Aletta Jacobs. Raise your hand if you have never heard her name! In our neck of the tulip fields, however, she is a celebrated professional: she was the first woman to be officially enrolled and graduate with a doctorate at the university in the Netherlands (shoutout to my employer – Rijksuniversiteit Groningen!) and the first woman to receive a medical degree. On top of those accomplishments, she was a women’s suffrage and peace activist, and helped establish Women’s International League for Peace and Freedom, a Novel prize winning anti-war organization. To celebrate international women’s day, let me tell you her story.
For those (men, I assume?) decrying the discrimination they find in the celebration of the international women’s day. There’s a lot to cover, but, dudes, when was the last time you were not allowed to enter a university because of your genitals? A thousand years ago when first universities were being established in Europe? Or 1,300 when they were popping up in North Africa?
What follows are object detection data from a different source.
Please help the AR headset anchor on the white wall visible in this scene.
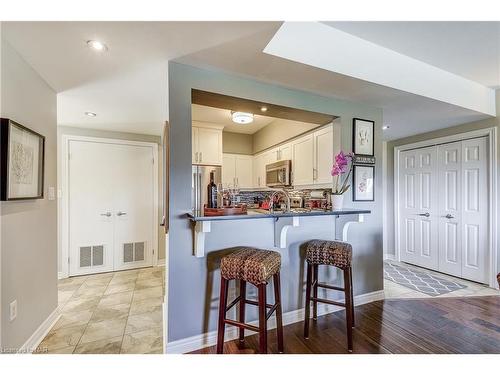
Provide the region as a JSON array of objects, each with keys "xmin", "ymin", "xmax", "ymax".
[{"xmin": 0, "ymin": 40, "xmax": 57, "ymax": 348}]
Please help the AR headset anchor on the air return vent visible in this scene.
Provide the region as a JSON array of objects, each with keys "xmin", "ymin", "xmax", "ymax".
[
  {"xmin": 80, "ymin": 245, "xmax": 104, "ymax": 267},
  {"xmin": 123, "ymin": 242, "xmax": 146, "ymax": 263}
]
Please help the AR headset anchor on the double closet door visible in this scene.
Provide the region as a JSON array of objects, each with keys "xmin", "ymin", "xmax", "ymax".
[
  {"xmin": 399, "ymin": 137, "xmax": 489, "ymax": 283},
  {"xmin": 68, "ymin": 140, "xmax": 155, "ymax": 276}
]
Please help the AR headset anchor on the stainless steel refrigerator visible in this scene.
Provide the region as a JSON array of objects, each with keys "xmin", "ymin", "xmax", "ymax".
[{"xmin": 191, "ymin": 165, "xmax": 222, "ymax": 216}]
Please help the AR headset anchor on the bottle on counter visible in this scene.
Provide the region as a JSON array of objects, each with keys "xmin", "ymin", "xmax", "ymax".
[{"xmin": 207, "ymin": 172, "xmax": 217, "ymax": 208}]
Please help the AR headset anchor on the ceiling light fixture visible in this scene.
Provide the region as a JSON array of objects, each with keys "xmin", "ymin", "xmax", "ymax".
[
  {"xmin": 87, "ymin": 40, "xmax": 108, "ymax": 52},
  {"xmin": 231, "ymin": 112, "xmax": 253, "ymax": 124}
]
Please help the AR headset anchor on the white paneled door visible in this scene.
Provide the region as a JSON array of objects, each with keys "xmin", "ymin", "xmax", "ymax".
[
  {"xmin": 399, "ymin": 137, "xmax": 489, "ymax": 283},
  {"xmin": 68, "ymin": 140, "xmax": 155, "ymax": 275}
]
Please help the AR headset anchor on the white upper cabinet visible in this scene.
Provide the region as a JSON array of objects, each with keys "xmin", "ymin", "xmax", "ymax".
[
  {"xmin": 292, "ymin": 134, "xmax": 314, "ymax": 186},
  {"xmin": 192, "ymin": 127, "xmax": 222, "ymax": 165},
  {"xmin": 222, "ymin": 154, "xmax": 254, "ymax": 189}
]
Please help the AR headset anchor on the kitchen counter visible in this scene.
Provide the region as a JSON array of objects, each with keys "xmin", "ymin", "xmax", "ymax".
[
  {"xmin": 186, "ymin": 208, "xmax": 371, "ymax": 258},
  {"xmin": 187, "ymin": 208, "xmax": 371, "ymax": 222}
]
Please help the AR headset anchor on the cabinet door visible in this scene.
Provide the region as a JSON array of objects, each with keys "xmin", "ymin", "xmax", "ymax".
[
  {"xmin": 198, "ymin": 128, "xmax": 222, "ymax": 165},
  {"xmin": 292, "ymin": 134, "xmax": 314, "ymax": 186},
  {"xmin": 235, "ymin": 155, "xmax": 253, "ymax": 188},
  {"xmin": 191, "ymin": 127, "xmax": 198, "ymax": 164},
  {"xmin": 314, "ymin": 126, "xmax": 333, "ymax": 184},
  {"xmin": 222, "ymin": 154, "xmax": 236, "ymax": 186}
]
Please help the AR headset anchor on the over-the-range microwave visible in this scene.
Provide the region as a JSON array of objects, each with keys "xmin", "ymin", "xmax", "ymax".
[{"xmin": 266, "ymin": 160, "xmax": 292, "ymax": 187}]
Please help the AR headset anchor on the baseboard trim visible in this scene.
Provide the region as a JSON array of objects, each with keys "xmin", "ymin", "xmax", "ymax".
[
  {"xmin": 18, "ymin": 306, "xmax": 61, "ymax": 354},
  {"xmin": 167, "ymin": 290, "xmax": 384, "ymax": 354}
]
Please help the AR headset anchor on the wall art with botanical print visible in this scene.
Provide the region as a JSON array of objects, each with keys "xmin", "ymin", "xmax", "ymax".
[
  {"xmin": 0, "ymin": 119, "xmax": 45, "ymax": 201},
  {"xmin": 352, "ymin": 165, "xmax": 375, "ymax": 202},
  {"xmin": 352, "ymin": 118, "xmax": 375, "ymax": 156}
]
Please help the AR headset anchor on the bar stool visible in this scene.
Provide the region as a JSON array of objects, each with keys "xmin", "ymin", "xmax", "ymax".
[
  {"xmin": 217, "ymin": 247, "xmax": 283, "ymax": 354},
  {"xmin": 304, "ymin": 240, "xmax": 354, "ymax": 352}
]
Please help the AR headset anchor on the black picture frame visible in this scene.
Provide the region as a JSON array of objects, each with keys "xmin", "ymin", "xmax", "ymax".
[
  {"xmin": 0, "ymin": 118, "xmax": 45, "ymax": 201},
  {"xmin": 352, "ymin": 164, "xmax": 375, "ymax": 202},
  {"xmin": 352, "ymin": 117, "xmax": 375, "ymax": 156}
]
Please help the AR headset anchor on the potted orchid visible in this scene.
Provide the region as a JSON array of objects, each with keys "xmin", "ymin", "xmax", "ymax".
[{"xmin": 332, "ymin": 151, "xmax": 353, "ymax": 210}]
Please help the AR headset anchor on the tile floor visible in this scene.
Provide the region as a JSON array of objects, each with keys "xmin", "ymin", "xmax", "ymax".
[
  {"xmin": 37, "ymin": 267, "xmax": 165, "ymax": 354},
  {"xmin": 384, "ymin": 261, "xmax": 500, "ymax": 298}
]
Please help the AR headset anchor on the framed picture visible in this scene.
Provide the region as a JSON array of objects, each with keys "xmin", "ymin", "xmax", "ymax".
[
  {"xmin": 352, "ymin": 165, "xmax": 375, "ymax": 202},
  {"xmin": 352, "ymin": 118, "xmax": 375, "ymax": 156},
  {"xmin": 0, "ymin": 119, "xmax": 45, "ymax": 201}
]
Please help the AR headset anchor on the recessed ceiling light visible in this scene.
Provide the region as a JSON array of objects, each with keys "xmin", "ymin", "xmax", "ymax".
[
  {"xmin": 87, "ymin": 40, "xmax": 108, "ymax": 52},
  {"xmin": 231, "ymin": 112, "xmax": 253, "ymax": 124}
]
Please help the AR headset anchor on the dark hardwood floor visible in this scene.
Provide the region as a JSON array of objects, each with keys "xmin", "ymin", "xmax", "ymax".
[{"xmin": 193, "ymin": 296, "xmax": 500, "ymax": 354}]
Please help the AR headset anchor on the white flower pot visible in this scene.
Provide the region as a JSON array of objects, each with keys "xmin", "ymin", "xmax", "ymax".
[{"xmin": 332, "ymin": 194, "xmax": 344, "ymax": 210}]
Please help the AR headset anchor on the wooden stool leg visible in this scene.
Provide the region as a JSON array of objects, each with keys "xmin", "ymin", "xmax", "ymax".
[
  {"xmin": 349, "ymin": 267, "xmax": 356, "ymax": 327},
  {"xmin": 313, "ymin": 264, "xmax": 318, "ymax": 320},
  {"xmin": 239, "ymin": 280, "xmax": 247, "ymax": 342},
  {"xmin": 273, "ymin": 272, "xmax": 284, "ymax": 353},
  {"xmin": 344, "ymin": 268, "xmax": 353, "ymax": 352},
  {"xmin": 258, "ymin": 284, "xmax": 267, "ymax": 354},
  {"xmin": 304, "ymin": 262, "xmax": 312, "ymax": 339},
  {"xmin": 217, "ymin": 277, "xmax": 229, "ymax": 354}
]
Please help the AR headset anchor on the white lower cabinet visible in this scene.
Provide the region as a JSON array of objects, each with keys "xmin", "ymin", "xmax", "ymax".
[{"xmin": 222, "ymin": 154, "xmax": 254, "ymax": 189}]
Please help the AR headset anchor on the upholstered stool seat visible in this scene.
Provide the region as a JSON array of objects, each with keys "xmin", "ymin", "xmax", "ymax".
[
  {"xmin": 304, "ymin": 240, "xmax": 354, "ymax": 352},
  {"xmin": 217, "ymin": 247, "xmax": 283, "ymax": 354},
  {"xmin": 306, "ymin": 240, "xmax": 352, "ymax": 270},
  {"xmin": 220, "ymin": 247, "xmax": 281, "ymax": 285}
]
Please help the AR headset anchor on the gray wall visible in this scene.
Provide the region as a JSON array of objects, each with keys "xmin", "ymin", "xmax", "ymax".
[
  {"xmin": 253, "ymin": 119, "xmax": 320, "ymax": 154},
  {"xmin": 167, "ymin": 62, "xmax": 383, "ymax": 342},
  {"xmin": 57, "ymin": 126, "xmax": 165, "ymax": 272},
  {"xmin": 0, "ymin": 40, "xmax": 57, "ymax": 348},
  {"xmin": 385, "ymin": 90, "xmax": 500, "ymax": 269},
  {"xmin": 222, "ymin": 132, "xmax": 253, "ymax": 155}
]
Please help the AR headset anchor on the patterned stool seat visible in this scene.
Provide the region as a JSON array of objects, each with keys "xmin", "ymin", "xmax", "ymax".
[
  {"xmin": 306, "ymin": 240, "xmax": 352, "ymax": 270},
  {"xmin": 220, "ymin": 247, "xmax": 281, "ymax": 285}
]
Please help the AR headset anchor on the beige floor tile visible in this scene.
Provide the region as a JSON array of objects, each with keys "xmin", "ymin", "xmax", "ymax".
[
  {"xmin": 135, "ymin": 277, "xmax": 163, "ymax": 289},
  {"xmin": 104, "ymin": 279, "xmax": 135, "ymax": 295},
  {"xmin": 38, "ymin": 325, "xmax": 86, "ymax": 352},
  {"xmin": 80, "ymin": 318, "xmax": 127, "ymax": 344},
  {"xmin": 133, "ymin": 286, "xmax": 163, "ymax": 301},
  {"xmin": 53, "ymin": 309, "xmax": 94, "ymax": 329},
  {"xmin": 125, "ymin": 310, "xmax": 163, "ymax": 333},
  {"xmin": 129, "ymin": 297, "xmax": 163, "ymax": 315},
  {"xmin": 62, "ymin": 297, "xmax": 100, "ymax": 313},
  {"xmin": 75, "ymin": 335, "xmax": 123, "ymax": 354},
  {"xmin": 90, "ymin": 303, "xmax": 130, "ymax": 323},
  {"xmin": 99, "ymin": 291, "xmax": 134, "ymax": 306},
  {"xmin": 73, "ymin": 282, "xmax": 107, "ymax": 298},
  {"xmin": 121, "ymin": 329, "xmax": 163, "ymax": 354}
]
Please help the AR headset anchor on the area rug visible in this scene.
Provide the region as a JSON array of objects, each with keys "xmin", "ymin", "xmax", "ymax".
[{"xmin": 384, "ymin": 262, "xmax": 467, "ymax": 296}]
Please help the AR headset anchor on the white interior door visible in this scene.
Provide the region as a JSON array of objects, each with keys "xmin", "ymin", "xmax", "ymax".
[
  {"xmin": 461, "ymin": 137, "xmax": 490, "ymax": 283},
  {"xmin": 68, "ymin": 140, "xmax": 154, "ymax": 275},
  {"xmin": 399, "ymin": 146, "xmax": 438, "ymax": 269}
]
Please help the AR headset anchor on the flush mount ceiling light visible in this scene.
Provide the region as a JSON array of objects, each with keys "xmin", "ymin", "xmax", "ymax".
[
  {"xmin": 87, "ymin": 40, "xmax": 108, "ymax": 52},
  {"xmin": 231, "ymin": 112, "xmax": 253, "ymax": 124}
]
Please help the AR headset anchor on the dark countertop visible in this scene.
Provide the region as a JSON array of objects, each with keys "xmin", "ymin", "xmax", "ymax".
[{"xmin": 187, "ymin": 208, "xmax": 371, "ymax": 221}]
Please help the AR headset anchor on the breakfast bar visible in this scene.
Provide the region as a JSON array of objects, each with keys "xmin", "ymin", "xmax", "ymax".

For women it’s been slightly over a hundred years and it’s kind of a biggie. And while we are on the topic of genitals, when was the last time the government told you what to do with them? Yeah, just like I thought.
Aletta Jacobs was a trailblazer in many ways. Apart from becoming the first woman in the Netherlands to become a university graduate and a medical doctor, she established a free clinic to educate poor women, including sex workers, about hygiene, STDs, reproduction and contraception in early 1880s. Dr Jacobs went as far as to disseminate free contraception devices that earned her wide-spread condemnation from men and women alike who didn’t like her meddling with national fecundity levels and divine punishment (aka STDs and unwanted pregnancies) for premarital sex. Imagine a Planned Parenthood, only a 150 years ago. Too bad that the so-called pro-life activists attacking PP locations this century mentally stayed in 1880. If not in 1480.
Too bad, it’s not possible to see Aletta Jacobs the musical these days to look back at the extraordinary life Dr Jacobs had (and listen to a song about a diaphragm). She soon realised that her sex ed activism was not enough: women needed voting rights. Prominent in major Dutch and international women’s suffrage organisations, she was instrumental in bringing about the adoption of the 1919 women’s suffrage bill in the Netherlands. During World War I, she co-founded Women’s International League for Peace and Freedom, an international organisation that Woodrow Wilson refused to cooperate with and then plagiarised into the League of Nations. Despite suffering personal trauma and financial insecurity, Dr. Jacobs managed to overcome both personal and structural hurdles that were immeasurably higher than women face today, because she was one those who broke these hurdles. Shortly before her death in 1929, Dr. Jacobs wrote:
I feel happy that I have seen the three great objects of my life come to fulfillment during my life … They were: the opening for women of all opportunities to study and to bring it into practice; to make Motherhood a question of desire, no more a duty; and the political equality for women.
So, on behalf of the women who work at the University of Groningen and the women who study here and everywhere, thank you, Dr. Jacobs. You showed us the way.